The story received a lot of praise in the comments at the web-version of Clarkesworld [archive version as of the time of this post] as well as on social media. I don’t find that odd in itself (some people really love stories I find a bit so-so and vice-versa, that’s just stories) but some of the effusive praise did strike me as a bit odd and struck others as odd as well.
An obvious effect of picking a provocative title and premise is that it will provoke. A benefit of provocation is that it generates discussion — indeed here I am writing a review of the story primarily because its title was provocative! The flip-side of that is suspicion. Like I said above, I’m assuming good-faith in the writing and publishing of the story until I have other reasons not to. However, along with the praise on social media has come people looking at the story’s title and content and wondering if it is essentially hostile.
That suspicion has led to further speculation as to whether the story is some sort of prank or hoax. Well, anything is possible. If it a prank there is a simple method of finding out, which is to simply wait. If it is a prank then there is a prankster and at some point they will say so because that’s the nature of pranks. I’m not convinced that the story is some sort of attempt to hoax awards (aside from anything else, a January publication date presumably pushes the eligibility to nominations in 2021) but who knows? If it is, the writing doesn’t suggest any of the more prank-orientated authors that I’m aware of but then again that is exactly how a good prank would appear.

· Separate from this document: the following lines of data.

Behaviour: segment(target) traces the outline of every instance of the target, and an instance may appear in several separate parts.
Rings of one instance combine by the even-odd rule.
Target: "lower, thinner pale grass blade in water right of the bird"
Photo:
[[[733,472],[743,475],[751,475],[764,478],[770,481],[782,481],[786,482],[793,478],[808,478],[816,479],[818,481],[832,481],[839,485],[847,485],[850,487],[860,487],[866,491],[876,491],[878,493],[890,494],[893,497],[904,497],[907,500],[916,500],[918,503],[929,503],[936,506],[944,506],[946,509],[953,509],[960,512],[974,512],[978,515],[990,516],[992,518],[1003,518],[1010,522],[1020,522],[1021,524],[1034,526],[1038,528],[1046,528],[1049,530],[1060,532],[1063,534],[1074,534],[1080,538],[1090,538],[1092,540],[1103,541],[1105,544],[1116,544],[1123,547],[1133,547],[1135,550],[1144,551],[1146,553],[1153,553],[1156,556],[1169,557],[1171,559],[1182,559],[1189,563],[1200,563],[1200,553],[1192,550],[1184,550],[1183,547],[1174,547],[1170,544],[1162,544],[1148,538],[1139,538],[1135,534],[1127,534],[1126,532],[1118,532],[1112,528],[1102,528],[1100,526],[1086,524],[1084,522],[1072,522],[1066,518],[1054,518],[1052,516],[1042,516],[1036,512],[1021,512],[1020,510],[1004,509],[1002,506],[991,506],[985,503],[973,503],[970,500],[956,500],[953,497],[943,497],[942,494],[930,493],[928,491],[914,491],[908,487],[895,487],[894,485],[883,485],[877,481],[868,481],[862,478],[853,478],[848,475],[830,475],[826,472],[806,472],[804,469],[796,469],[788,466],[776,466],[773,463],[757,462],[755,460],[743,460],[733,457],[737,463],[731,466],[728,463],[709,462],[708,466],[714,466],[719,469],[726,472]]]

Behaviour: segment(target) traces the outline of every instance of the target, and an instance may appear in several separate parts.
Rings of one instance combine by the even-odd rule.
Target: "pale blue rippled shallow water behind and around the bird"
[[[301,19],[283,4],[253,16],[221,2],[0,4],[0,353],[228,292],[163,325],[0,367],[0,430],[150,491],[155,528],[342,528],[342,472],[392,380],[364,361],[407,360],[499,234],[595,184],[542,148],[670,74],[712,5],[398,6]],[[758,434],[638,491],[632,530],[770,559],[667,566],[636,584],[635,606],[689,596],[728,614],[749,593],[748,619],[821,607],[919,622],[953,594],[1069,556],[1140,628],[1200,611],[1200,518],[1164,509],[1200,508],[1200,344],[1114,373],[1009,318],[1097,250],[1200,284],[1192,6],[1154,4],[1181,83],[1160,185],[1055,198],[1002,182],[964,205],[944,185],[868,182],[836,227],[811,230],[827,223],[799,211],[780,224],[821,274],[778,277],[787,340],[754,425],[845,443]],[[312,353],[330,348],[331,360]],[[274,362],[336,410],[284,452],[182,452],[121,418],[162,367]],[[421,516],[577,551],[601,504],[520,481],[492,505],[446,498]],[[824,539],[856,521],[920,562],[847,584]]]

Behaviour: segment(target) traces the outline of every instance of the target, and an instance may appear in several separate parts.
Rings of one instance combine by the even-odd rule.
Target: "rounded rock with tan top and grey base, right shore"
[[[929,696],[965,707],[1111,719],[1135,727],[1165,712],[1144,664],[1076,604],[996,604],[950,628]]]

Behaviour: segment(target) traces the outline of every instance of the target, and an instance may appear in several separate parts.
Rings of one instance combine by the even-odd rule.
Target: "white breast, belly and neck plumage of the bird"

Put another way, the text of a story alone is not enough to identify that a story is not what it appears to be. The author’s broader identity (i.e. what else they have written, their views on other topics etc) aren’t known and the name may (or may not) be inspired by a story by Ian R MacLeod (http://bestsf.net/ian-r-macleod-isabel-of-the-fall/ ).
My conclusion of sorts is this: I was unimpressed by the story on its merits to the extent that I could ignore the title. Your experience may vary. The provocative title I believe hurts the story and I can understand why people will react negatively to the story as a consequence. Picking a provocative title is just like making an edgy joke: the author takes a substantial risk and nobody is obliged to congratulate them for that if the risk doesn’t pay off.